Eso nos da mucha fuerza”, confía Martina Olivares, quien pasó varios días en
cama porque la noticia de la desaparición de su hijo la enfermó.
Las
imágenes que ahora rodean y cobijan a las madres de los normalistas son murales
con consignas de protesta, algunas escritas incluso antes de la desaparición.
La
pinta de una tortuga, que hasta entonces era símbolo de Ayotzinapa (por su
significado en náhuatl), ahora también representa la lucha de quienes habitan
la Normal, y aseguran que la justicia, como la tortuga, “es lenta pero
implacable”.
Las
madres regresan a sus casas sólo para recoger más ropa o más fuerzas, y vuelven
a la escuela donde estudiaban sus hijos. Duermen donde durmieron sus hijos y
comen con los compañeros de sus hijos, que también los buscan.
Las
progenitoras de los 43 estudiantes, que hoy cumplen dos meses desaparecidos,
son muy distintas entre sí.

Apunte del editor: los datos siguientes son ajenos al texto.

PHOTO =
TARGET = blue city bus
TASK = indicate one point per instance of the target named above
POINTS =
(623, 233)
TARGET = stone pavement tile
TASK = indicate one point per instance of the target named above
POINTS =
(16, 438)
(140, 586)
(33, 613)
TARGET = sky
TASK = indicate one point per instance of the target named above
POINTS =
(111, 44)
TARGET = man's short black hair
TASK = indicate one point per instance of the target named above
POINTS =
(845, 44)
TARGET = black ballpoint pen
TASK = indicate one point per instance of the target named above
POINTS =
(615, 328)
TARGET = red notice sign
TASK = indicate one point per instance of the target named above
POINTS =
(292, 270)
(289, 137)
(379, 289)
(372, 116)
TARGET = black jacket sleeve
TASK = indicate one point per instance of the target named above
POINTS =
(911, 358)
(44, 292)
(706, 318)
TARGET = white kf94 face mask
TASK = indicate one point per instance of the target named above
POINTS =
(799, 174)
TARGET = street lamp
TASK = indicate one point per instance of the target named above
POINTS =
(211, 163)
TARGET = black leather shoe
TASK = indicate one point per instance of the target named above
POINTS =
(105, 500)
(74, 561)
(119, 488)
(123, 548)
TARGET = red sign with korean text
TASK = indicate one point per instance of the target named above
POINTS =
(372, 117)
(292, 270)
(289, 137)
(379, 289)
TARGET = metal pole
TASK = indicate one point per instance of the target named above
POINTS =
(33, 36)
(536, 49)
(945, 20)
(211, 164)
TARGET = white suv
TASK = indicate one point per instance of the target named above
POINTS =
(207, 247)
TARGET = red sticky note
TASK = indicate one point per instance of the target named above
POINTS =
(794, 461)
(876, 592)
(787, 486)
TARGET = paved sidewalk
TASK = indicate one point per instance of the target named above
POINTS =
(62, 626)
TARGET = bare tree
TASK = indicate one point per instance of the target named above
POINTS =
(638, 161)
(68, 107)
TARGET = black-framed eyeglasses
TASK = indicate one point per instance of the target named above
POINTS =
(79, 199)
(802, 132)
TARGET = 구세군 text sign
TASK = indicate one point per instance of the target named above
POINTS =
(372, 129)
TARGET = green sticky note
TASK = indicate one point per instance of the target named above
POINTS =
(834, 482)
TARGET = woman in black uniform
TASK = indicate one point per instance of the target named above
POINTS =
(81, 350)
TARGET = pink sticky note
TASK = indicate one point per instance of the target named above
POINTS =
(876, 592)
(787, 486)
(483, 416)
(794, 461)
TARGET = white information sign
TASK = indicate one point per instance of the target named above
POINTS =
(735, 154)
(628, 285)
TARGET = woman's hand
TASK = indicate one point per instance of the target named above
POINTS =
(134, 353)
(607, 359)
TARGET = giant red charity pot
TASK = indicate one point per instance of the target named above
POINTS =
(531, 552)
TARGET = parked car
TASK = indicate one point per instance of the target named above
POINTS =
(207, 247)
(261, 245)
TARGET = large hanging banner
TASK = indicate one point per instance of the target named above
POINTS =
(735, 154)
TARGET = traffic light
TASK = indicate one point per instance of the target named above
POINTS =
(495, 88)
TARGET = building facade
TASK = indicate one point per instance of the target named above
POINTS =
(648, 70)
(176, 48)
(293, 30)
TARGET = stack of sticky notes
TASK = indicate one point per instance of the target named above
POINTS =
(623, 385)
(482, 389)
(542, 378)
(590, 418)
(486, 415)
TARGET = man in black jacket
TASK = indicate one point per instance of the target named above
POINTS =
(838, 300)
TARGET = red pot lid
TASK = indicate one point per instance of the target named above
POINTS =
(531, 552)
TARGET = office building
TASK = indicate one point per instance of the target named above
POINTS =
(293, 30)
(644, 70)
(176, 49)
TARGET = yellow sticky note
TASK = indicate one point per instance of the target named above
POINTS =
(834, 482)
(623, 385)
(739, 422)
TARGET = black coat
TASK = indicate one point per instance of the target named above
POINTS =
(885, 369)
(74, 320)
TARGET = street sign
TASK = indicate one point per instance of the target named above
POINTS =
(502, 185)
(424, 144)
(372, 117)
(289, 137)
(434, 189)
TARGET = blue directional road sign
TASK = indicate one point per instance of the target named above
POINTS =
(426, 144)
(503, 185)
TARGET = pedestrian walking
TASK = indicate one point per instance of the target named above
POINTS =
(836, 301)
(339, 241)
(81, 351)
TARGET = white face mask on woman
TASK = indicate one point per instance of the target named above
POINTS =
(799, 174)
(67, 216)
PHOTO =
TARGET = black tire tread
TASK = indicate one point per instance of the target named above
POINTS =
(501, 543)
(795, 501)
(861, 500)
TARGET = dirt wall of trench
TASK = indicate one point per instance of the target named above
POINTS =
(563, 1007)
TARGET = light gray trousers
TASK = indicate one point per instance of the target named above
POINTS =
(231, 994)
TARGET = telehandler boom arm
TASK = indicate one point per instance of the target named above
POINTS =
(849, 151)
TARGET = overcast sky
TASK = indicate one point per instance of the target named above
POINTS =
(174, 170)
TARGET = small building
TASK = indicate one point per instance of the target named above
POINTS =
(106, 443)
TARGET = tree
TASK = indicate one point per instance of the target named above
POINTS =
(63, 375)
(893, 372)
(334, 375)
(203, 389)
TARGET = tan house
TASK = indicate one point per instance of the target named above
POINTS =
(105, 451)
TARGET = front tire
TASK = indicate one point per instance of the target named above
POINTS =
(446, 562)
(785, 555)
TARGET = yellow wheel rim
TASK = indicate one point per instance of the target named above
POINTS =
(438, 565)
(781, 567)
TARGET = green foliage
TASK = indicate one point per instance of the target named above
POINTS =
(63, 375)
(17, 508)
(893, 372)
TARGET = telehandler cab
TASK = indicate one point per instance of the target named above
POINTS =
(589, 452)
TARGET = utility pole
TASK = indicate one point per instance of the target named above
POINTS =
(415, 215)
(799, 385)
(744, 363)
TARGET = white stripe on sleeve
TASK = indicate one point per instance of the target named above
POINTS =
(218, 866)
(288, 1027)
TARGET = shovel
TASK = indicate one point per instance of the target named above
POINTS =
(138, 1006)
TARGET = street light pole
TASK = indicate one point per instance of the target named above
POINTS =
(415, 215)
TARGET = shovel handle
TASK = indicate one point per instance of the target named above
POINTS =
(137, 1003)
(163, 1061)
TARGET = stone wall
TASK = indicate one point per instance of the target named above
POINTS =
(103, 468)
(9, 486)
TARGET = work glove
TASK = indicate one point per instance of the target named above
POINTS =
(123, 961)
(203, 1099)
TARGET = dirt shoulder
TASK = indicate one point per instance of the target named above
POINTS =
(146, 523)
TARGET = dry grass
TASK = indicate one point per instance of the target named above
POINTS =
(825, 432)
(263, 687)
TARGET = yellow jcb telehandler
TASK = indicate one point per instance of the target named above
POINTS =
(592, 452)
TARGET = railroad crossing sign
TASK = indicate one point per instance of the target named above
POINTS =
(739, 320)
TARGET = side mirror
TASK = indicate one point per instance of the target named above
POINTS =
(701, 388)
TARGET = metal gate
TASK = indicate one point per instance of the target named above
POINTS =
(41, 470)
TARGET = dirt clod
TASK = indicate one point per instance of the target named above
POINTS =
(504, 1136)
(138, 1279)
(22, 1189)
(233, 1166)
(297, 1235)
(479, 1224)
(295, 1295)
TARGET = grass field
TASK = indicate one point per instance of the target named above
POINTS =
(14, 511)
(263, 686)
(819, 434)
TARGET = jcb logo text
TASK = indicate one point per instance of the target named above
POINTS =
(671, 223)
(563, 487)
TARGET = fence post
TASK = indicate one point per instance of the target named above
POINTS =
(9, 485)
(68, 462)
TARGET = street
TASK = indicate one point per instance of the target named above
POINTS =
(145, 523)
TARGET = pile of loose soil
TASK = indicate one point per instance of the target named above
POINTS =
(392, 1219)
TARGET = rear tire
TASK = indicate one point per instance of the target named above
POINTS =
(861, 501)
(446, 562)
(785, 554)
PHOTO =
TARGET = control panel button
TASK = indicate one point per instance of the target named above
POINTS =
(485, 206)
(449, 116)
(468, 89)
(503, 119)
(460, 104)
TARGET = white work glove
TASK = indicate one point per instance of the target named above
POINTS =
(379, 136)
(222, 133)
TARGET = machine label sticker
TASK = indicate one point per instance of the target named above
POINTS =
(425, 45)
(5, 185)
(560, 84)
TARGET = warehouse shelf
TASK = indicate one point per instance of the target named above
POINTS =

Algunas se resisten a compartir sus sentimientos,
otras hablan con más soltura y fortaleza. Unas hablan en los mítines y otras
administran desde la Normal los recursos de la lucha.
Pese
a las diferentes personalidades e historias de vida, que hoy confluyen con la
desaparición de sus hijos, todas participan activamente para buscar a los
estudiantes, y si en algo coinciden es en la esperanza de encontrarlos vivos.